Please contact us at your earliest convenience to discuss your situation so that we can develop a customized plan for you.
In the meantime, here’s a look at some issues impacting businesses for your consideration as we approach year end.
Pass-Through Entity Tax (PTET)
Several states have enacted legislation that allows pass-through entities (PTEs) to pay and deduct state income taxes at the entity level instead of the individual level. Maryland and Virginia are among the nearly 35 states that have enacted workarounds to this deduction limitation for owners of pass-through entities.
Under new Virginia legislation enacted in March 2023, any PTE can opt for the PTET. However, to claim a refundable PTET credit, the direct owner of a PTE must be 1) a natural person who pays Virginia individual income tax or 2) an estate or trust that pays Virginia fiduciary income tax.
PTE’s making any state PTET elections in 2023 should consider the need to make 4th quarter PTET estimated tax payments to satisfy projected 2023 PTE tax liabilities and claim the federal deduction for state income tax before yearend. Virginia 4th quarter estimated tax payments are due December 15, 2023 and can be made using the following link: https://www.business.tax.virginia.gov/tax-eforms/ptetpmt.php#.

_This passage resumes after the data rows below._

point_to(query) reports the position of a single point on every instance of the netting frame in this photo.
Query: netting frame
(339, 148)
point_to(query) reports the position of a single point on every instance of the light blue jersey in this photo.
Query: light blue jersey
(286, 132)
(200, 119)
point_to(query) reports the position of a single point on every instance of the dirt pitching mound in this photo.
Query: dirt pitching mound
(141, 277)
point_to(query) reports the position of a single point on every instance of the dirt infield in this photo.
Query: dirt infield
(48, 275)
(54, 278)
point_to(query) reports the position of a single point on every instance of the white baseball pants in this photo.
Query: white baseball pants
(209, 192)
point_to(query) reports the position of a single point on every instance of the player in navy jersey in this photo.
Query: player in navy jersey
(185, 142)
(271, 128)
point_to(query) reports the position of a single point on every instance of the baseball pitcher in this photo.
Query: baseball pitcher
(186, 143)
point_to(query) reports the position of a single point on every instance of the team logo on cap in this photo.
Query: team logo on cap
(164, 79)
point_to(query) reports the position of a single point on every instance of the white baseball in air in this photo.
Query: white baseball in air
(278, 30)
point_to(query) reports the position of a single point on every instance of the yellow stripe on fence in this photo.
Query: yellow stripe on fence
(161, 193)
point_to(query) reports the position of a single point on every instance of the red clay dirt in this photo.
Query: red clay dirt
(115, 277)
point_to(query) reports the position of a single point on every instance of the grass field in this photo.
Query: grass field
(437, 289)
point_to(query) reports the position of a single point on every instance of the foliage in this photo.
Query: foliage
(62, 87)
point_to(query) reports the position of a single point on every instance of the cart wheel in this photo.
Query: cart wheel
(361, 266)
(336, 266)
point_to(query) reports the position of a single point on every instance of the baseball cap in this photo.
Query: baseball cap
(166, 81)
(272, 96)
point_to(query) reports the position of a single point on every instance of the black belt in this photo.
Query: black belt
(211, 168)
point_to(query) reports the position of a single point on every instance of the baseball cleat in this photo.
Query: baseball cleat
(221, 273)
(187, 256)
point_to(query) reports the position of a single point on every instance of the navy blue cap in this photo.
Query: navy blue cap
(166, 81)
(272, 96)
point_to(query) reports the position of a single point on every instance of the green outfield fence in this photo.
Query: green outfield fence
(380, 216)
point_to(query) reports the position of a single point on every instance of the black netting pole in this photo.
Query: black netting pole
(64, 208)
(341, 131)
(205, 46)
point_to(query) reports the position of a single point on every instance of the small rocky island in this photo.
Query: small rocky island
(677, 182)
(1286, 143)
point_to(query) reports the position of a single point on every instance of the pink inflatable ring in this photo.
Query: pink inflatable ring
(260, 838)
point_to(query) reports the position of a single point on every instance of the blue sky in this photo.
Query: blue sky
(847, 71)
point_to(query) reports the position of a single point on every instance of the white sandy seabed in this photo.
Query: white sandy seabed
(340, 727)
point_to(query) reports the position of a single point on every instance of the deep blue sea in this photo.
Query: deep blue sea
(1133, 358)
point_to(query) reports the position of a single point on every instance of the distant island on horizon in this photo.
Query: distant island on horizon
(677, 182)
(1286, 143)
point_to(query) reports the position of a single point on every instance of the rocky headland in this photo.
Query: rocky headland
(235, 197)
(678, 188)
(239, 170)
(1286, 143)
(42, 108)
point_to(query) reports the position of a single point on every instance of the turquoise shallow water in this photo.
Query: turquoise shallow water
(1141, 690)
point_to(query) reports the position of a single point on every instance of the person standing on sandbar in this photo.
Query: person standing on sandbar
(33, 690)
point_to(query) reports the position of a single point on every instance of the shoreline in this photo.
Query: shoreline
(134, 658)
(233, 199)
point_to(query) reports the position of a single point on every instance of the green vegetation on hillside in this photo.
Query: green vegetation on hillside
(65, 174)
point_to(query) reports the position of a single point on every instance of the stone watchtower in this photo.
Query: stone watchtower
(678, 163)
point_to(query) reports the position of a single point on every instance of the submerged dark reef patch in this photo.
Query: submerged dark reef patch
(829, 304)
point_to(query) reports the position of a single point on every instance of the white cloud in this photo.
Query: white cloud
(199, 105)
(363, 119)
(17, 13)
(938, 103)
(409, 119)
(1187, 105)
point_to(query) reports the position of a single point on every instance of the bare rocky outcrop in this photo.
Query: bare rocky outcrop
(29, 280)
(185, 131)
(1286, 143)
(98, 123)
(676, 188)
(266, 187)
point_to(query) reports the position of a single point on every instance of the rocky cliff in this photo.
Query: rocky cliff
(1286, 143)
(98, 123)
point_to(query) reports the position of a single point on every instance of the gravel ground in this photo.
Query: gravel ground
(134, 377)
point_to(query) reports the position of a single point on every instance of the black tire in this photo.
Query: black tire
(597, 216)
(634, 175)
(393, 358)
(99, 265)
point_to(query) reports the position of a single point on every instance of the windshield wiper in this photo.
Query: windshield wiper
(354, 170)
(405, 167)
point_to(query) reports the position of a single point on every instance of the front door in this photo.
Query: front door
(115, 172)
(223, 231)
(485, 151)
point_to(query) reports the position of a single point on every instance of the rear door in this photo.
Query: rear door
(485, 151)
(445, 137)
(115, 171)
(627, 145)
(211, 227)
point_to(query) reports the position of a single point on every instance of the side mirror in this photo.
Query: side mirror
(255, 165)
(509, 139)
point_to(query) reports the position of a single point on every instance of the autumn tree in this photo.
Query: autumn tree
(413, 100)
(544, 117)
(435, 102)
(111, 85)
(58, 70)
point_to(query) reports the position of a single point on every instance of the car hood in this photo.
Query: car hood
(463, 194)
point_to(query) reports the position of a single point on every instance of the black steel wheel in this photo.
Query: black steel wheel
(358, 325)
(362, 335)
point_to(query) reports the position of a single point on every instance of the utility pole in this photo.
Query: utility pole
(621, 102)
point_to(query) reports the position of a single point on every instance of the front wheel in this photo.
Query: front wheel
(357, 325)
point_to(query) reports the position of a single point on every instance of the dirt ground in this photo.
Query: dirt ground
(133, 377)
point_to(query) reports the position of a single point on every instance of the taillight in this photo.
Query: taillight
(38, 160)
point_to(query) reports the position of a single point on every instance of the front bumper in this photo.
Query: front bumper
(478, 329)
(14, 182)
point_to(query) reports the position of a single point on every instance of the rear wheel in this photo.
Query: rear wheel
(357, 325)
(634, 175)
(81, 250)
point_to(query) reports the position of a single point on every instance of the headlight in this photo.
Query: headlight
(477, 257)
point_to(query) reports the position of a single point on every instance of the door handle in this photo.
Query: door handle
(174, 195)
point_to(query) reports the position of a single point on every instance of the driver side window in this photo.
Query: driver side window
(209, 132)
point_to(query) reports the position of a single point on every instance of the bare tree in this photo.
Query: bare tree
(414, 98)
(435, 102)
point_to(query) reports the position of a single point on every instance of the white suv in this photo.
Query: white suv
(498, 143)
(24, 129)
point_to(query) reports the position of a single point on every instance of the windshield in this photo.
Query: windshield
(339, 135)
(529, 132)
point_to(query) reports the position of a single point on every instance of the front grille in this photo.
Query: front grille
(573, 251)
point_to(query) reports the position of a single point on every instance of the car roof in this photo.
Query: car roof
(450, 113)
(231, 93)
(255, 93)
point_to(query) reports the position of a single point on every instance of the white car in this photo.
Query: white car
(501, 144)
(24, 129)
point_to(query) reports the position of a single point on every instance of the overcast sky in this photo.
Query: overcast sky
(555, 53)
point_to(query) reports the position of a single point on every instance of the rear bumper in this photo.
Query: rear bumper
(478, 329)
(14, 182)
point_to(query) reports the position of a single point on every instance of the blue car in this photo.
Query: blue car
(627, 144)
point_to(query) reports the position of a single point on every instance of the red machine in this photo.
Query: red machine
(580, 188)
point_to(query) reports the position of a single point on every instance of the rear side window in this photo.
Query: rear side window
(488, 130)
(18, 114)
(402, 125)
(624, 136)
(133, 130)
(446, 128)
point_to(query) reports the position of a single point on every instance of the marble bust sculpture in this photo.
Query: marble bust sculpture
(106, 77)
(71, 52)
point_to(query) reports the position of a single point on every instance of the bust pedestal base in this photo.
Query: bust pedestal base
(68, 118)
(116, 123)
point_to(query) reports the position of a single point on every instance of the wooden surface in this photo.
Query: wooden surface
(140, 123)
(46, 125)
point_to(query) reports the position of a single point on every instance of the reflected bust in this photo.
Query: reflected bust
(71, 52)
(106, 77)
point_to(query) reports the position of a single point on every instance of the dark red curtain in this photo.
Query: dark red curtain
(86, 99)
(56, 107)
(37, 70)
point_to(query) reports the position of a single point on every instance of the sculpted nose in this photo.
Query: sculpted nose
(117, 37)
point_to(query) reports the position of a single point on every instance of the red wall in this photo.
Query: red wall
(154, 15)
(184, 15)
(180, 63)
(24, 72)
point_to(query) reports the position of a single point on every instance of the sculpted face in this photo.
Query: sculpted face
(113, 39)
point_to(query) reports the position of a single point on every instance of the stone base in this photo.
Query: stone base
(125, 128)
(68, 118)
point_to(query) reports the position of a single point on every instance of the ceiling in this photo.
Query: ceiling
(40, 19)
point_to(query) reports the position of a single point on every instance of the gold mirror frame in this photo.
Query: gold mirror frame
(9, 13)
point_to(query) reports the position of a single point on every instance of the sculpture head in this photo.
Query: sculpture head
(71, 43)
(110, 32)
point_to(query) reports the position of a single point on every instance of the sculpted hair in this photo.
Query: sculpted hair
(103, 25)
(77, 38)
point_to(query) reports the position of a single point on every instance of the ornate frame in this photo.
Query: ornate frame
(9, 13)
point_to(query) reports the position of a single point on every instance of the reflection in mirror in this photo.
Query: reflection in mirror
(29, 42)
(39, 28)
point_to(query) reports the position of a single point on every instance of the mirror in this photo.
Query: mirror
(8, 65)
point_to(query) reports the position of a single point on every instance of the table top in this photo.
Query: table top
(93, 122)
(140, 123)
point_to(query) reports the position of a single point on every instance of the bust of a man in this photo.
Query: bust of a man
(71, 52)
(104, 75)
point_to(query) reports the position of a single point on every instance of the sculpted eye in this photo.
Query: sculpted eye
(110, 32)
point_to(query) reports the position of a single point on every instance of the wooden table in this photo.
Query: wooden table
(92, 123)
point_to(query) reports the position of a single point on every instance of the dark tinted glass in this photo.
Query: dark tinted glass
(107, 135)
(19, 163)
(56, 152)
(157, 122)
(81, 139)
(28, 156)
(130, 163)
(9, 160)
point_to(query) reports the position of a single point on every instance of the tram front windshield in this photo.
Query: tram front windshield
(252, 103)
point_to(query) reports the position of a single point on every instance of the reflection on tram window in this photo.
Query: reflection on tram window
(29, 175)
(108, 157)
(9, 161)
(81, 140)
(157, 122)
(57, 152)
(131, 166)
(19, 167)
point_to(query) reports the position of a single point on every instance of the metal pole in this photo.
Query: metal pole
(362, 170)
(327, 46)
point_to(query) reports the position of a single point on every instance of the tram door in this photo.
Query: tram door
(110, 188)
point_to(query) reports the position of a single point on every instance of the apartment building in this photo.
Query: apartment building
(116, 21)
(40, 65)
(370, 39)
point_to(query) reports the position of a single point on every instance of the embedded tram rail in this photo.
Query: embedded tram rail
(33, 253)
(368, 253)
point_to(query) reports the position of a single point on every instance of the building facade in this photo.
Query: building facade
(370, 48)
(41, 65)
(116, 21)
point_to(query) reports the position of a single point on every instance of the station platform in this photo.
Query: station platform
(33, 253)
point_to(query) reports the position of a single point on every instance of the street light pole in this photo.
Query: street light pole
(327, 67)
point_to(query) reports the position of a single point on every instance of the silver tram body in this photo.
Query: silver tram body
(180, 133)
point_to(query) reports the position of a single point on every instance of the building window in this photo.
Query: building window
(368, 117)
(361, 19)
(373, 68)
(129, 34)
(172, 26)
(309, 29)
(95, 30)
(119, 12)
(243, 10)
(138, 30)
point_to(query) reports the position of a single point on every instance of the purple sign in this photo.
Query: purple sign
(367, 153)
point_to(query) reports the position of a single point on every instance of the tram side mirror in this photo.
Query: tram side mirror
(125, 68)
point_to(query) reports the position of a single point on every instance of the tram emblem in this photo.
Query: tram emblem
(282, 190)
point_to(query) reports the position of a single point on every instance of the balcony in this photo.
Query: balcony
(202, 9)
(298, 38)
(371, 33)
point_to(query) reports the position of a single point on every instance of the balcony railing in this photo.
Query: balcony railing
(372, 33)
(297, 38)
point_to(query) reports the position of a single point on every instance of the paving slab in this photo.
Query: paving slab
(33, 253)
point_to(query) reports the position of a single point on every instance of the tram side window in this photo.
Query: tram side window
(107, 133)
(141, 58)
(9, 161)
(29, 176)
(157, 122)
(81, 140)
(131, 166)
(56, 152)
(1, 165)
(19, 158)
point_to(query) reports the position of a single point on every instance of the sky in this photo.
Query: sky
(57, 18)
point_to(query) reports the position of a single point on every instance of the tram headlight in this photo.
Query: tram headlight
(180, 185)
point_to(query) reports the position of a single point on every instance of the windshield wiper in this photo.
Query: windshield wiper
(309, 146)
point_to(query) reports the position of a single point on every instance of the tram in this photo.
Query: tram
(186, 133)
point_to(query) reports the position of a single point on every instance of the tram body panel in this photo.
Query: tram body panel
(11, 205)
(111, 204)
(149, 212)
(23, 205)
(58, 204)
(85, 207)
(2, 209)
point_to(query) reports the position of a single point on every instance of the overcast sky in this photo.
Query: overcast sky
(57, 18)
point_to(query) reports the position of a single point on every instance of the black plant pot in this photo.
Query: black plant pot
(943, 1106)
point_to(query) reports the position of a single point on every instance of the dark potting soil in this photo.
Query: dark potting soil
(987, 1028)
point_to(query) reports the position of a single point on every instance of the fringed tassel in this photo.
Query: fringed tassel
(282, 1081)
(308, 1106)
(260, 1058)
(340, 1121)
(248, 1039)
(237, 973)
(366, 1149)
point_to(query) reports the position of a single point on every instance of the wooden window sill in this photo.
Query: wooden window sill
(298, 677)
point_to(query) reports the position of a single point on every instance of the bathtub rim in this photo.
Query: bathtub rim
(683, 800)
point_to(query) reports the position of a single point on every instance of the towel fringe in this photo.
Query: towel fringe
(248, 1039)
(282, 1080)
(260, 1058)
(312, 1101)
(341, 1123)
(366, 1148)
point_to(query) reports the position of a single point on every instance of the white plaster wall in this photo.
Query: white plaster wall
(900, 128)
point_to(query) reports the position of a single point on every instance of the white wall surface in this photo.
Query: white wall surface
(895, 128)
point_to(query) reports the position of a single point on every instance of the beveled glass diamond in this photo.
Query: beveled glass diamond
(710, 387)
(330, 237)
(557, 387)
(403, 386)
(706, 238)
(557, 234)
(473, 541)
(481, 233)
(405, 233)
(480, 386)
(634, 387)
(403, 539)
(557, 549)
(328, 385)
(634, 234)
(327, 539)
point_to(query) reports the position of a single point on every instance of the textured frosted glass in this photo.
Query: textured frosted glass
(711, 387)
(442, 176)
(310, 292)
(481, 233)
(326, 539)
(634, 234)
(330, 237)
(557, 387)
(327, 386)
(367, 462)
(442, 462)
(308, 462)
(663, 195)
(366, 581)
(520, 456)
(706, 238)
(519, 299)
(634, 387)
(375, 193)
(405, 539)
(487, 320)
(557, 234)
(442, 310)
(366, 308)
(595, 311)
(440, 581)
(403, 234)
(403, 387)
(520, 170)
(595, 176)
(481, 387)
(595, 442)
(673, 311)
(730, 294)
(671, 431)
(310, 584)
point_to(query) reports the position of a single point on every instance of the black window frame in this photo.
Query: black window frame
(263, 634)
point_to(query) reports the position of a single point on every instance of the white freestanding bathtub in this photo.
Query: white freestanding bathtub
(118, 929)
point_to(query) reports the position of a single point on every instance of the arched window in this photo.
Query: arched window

Effective January 1, 2023, the first-year bonus depreciation maximum is 80% on both new and used equipment purchases and decreases by 20% per year through December 31, 2026. Taxpayers can still qualify for Section 179 deduction for eligible property and should consider the phase down bonus depreciation changes before yearend to maximize depreciation deductions.
The 100% deduction for restaurant meals is not available for 2023 and the majority of business meals are now 50% deductible. There are however circumstances where certain business meals may qualify for a 100% deduction. It is important to properly categorize your business expenses and keep in mind the rules for business meal deductions as you enter the holiday season and yearend.
Net Operating Loss Carryforward
Federal net operating losses (NOLs) generated can only be carried forward and may only offset 80% of current year taxable income. A business that anticipates a NOL may consider accelerating income or deferring expenses to create a small amount of income for 2023. Corporations should monitor their taxable income and submit appropriate estimated tax payments to avoid underpayment penalties as necessary.
Retirement Savings Plans
If you have not already established a retirement plan you may want to consider taking advantage of this benefit. Some plans must be established and funded by December 31, 2023, whereas others may be established and funded through the extended due date of the business tax return. Depending on your tax bracket this can provide significant tax savings by reducing taxable income.
Research & Development Tax Credit and Cost Capitalization
Taxpayers should review the substantiation requirements for the R&D Tax Credit as well as the requirements to capitalize and amortize specified research and experimentation (SRE) activities under IRC Section 174. The IRS released Notice 2023-63 in September 2023 to offer guidance to taxpayers on the application of Section 174 costs and announce their intentions to issue proposed regulations for these SRE activities. Under Section 174, SRE activities are no longer immediately deductible for tax purposes and must be amortized over 5 years (15 years for foreign research expenses).
Nexus caused by Telecommuting Workers
Many companies have changed their work from home policies and are allowing employees to telecommute. Employees working from home may create nexus in other states and require new reporting and payment obligations for both income and employment taxes. Companies should review the location of their employees and review the rules of each state.
Energy Tax Credits
The Inflation Reduction Act signed into law in August 2022 included modifications of many of the current energy-related tax credits and the introduction of new credits and monetization options. Companies should review the eligibility qualifications and consider if an investment in energy efficient property and sustainability initiatives fit their needs.